Çölde Gün Batımı, Denizde Ferahlık
Patara Plajı, 12 kilometre uzunluğu ile Türkiye’nin en uzun plajlarından biri. Altın rengi kumlarıyla çöl havası sunarken, Akdeniz’in serin sularıyla yaz sıcağını dindiriyor. Rüzgarlı yapısı sayesinde rüzgar sörfçüleri için de cazip bir nokta. Yeşilçam filmlerinin unutulmaz sahnelerine ev sahipliği yapan kumullar, ziyaretçilere görsel bir şölen sunuyor.
Caretta Caretta’lara Saygı
Plaj, aynı zamanda nesli tükenme tehdidi altındaki caretta carettaların da yaşam alanı. Bu yüzden koruma altında ve yalnızca 08:00-20:00 saatleri arasında ziyaret edilebiliyor. Sessizliğe ve doğaya duyulan saygı burada öncelikli.
Ulaşım ve Giriş Bilgileri
Patara, her ne kadar Antalya il sınırlarında yer alsa da en yakın havalimanı Muğla Dalaman’da bulunuyor. Dalaman’a uçuş yaptıktan sonra kara yoluyla ulaşım oldukça kolay. Yaz aylarında Kaş otogarından düzenli minibüs seferleri kalkıyor. MüzeKart sahipleri hem plaja hem de antik kente ücretsiz giriş yapabiliyor.

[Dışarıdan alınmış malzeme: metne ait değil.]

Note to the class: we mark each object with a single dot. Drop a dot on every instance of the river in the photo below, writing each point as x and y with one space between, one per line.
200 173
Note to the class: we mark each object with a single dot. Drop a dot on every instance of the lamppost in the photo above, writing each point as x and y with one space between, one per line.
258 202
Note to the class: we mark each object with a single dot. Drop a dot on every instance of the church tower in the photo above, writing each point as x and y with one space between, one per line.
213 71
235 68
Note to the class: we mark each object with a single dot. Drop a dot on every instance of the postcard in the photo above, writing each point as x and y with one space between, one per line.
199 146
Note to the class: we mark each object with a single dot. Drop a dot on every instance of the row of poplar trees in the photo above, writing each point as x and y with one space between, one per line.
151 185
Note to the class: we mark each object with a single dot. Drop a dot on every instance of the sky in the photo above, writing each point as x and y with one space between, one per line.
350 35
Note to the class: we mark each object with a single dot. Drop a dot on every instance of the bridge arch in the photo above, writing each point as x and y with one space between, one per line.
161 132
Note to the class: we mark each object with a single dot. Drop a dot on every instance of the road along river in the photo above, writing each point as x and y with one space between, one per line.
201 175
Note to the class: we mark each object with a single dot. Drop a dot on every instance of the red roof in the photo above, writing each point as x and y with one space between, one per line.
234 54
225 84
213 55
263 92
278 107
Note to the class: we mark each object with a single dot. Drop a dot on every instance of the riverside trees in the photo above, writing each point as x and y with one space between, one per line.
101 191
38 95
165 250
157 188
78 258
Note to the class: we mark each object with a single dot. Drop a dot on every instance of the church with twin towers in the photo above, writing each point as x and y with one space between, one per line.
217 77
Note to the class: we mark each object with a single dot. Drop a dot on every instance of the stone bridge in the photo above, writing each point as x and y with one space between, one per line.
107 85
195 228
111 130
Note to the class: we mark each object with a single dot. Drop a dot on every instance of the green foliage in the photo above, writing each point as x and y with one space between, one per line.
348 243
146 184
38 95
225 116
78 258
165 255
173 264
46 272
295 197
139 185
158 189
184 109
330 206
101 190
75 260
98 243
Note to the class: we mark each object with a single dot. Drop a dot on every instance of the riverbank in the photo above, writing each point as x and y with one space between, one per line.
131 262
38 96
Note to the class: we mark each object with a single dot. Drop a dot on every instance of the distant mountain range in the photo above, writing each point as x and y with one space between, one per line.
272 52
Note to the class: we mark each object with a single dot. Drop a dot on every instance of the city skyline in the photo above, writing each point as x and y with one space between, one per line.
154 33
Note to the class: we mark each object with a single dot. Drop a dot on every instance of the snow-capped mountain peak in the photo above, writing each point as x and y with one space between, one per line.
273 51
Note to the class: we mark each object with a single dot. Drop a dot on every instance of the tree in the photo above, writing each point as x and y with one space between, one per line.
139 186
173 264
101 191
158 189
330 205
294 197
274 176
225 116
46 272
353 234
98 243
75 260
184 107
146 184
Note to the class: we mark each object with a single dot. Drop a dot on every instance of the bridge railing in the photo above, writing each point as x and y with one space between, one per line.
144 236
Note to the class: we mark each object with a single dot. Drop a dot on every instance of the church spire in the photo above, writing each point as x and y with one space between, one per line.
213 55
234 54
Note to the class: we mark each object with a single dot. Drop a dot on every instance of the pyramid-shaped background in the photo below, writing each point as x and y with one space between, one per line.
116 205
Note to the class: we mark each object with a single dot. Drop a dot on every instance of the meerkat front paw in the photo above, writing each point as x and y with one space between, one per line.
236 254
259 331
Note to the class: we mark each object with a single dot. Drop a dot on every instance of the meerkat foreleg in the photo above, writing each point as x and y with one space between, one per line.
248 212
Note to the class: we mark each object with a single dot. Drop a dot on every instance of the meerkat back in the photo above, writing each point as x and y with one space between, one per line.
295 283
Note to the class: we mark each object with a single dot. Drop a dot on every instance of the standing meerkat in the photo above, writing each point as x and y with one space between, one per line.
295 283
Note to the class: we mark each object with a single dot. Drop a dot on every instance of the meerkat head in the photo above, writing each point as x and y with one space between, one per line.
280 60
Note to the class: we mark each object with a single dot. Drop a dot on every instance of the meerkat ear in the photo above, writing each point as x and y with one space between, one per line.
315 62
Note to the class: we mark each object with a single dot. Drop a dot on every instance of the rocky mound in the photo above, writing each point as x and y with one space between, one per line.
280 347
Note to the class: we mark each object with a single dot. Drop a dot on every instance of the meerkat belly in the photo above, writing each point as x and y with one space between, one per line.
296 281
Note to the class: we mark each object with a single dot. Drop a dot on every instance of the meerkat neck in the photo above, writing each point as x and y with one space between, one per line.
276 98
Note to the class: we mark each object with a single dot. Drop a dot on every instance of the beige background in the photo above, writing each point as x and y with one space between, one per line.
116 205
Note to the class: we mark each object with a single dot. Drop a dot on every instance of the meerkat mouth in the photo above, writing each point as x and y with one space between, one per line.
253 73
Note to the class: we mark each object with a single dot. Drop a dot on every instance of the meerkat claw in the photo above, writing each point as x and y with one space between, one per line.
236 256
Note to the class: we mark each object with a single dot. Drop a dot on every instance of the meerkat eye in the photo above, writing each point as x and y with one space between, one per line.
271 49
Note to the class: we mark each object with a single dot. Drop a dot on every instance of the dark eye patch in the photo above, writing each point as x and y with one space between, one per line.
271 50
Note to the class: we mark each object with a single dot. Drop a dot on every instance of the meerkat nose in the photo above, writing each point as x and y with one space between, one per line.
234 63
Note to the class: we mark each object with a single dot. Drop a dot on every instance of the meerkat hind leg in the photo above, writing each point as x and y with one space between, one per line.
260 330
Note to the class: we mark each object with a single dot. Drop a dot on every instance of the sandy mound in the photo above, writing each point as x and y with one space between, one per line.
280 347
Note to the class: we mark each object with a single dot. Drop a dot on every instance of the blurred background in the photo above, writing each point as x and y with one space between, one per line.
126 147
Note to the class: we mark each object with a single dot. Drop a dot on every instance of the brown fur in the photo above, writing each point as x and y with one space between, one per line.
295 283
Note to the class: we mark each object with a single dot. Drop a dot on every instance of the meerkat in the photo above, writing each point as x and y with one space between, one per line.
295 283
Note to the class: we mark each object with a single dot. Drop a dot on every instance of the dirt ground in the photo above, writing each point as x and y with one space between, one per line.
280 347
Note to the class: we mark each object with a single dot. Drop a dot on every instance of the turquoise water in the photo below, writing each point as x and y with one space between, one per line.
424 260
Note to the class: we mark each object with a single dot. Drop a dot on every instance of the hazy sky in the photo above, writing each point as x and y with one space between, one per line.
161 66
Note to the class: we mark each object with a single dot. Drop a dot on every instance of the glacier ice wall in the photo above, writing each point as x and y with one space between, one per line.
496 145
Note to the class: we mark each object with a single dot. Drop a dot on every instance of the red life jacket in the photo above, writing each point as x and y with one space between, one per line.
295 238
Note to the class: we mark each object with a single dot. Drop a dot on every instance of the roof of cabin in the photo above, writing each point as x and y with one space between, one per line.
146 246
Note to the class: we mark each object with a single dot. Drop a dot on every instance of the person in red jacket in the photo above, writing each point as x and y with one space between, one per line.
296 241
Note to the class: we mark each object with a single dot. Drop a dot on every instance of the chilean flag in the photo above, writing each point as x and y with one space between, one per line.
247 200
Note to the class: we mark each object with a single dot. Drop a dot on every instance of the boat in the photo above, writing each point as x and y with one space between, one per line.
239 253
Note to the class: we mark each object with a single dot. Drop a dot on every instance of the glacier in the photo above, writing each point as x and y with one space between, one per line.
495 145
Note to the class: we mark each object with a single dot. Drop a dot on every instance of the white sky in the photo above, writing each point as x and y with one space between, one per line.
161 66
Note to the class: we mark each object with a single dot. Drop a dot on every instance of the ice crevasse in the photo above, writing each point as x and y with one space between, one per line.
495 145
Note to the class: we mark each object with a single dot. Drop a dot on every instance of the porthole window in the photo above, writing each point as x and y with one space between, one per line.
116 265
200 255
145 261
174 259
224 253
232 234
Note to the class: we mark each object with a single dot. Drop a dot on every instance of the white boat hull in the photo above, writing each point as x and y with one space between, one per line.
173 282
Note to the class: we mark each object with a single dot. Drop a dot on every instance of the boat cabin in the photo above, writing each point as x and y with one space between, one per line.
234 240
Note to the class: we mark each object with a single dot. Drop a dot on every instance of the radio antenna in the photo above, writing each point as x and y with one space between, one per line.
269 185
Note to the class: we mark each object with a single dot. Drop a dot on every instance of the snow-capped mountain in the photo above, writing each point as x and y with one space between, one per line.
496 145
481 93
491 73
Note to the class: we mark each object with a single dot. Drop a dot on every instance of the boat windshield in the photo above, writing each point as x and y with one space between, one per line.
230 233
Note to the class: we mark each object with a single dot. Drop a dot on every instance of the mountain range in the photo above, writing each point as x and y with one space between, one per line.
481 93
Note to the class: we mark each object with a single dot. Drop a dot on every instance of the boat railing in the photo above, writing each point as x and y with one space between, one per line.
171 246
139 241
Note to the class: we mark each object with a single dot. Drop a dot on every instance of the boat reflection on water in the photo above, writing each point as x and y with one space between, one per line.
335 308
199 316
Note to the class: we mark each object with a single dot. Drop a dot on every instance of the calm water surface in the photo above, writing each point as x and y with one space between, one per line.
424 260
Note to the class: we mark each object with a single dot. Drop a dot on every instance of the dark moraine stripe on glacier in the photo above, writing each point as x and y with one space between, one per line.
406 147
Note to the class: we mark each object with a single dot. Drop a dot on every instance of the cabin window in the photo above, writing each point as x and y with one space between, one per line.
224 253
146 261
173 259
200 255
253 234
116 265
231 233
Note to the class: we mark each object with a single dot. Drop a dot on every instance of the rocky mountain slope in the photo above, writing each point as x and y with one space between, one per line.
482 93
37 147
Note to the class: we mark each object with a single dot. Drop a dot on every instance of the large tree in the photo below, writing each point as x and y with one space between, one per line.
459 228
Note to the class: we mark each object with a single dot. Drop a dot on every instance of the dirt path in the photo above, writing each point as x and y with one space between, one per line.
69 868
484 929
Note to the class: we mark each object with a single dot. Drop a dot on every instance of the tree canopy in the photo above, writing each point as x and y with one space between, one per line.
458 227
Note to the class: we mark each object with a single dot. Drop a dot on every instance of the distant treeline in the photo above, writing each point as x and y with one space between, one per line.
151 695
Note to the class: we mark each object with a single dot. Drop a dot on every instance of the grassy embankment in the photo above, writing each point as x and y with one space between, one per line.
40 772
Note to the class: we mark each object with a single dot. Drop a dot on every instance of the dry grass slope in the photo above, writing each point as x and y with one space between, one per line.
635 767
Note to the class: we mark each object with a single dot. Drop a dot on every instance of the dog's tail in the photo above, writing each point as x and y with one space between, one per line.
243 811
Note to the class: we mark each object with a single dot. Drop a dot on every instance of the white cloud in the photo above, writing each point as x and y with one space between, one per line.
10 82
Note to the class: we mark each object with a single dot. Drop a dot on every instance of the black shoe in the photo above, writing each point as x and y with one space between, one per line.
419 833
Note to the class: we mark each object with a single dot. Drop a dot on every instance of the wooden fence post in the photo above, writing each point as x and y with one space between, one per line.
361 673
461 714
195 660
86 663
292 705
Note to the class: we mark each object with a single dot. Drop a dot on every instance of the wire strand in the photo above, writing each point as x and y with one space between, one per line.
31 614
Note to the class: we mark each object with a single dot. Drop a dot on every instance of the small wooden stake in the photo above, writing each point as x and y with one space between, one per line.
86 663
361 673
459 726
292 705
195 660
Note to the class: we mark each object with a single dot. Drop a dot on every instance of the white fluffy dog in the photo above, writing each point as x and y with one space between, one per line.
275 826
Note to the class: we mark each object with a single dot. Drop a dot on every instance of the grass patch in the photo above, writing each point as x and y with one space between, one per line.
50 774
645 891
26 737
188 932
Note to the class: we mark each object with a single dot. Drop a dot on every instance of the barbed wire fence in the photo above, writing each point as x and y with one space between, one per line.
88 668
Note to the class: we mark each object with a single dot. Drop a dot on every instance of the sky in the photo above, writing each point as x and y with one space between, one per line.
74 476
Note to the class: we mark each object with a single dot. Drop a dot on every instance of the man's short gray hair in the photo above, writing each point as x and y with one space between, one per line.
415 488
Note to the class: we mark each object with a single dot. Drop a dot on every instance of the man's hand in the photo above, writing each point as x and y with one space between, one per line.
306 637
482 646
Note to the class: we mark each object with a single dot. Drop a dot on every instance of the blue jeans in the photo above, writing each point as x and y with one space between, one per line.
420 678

Tarihle Dolu Bir Gün, Kumlarla Son Bulur
Patara’ya geldiğinizde önce antik kenti gezip tarihin izlerini sürebilir, ardından kum tepelerinde yürüyerek Akdeniz’in serinliğine kendinizi bırakabilirsiniz. Gün batımıysa ayrı bir hikâye... Belki de Türkiye’nin en güzel manzaralarından biri sizi burada bekliyor.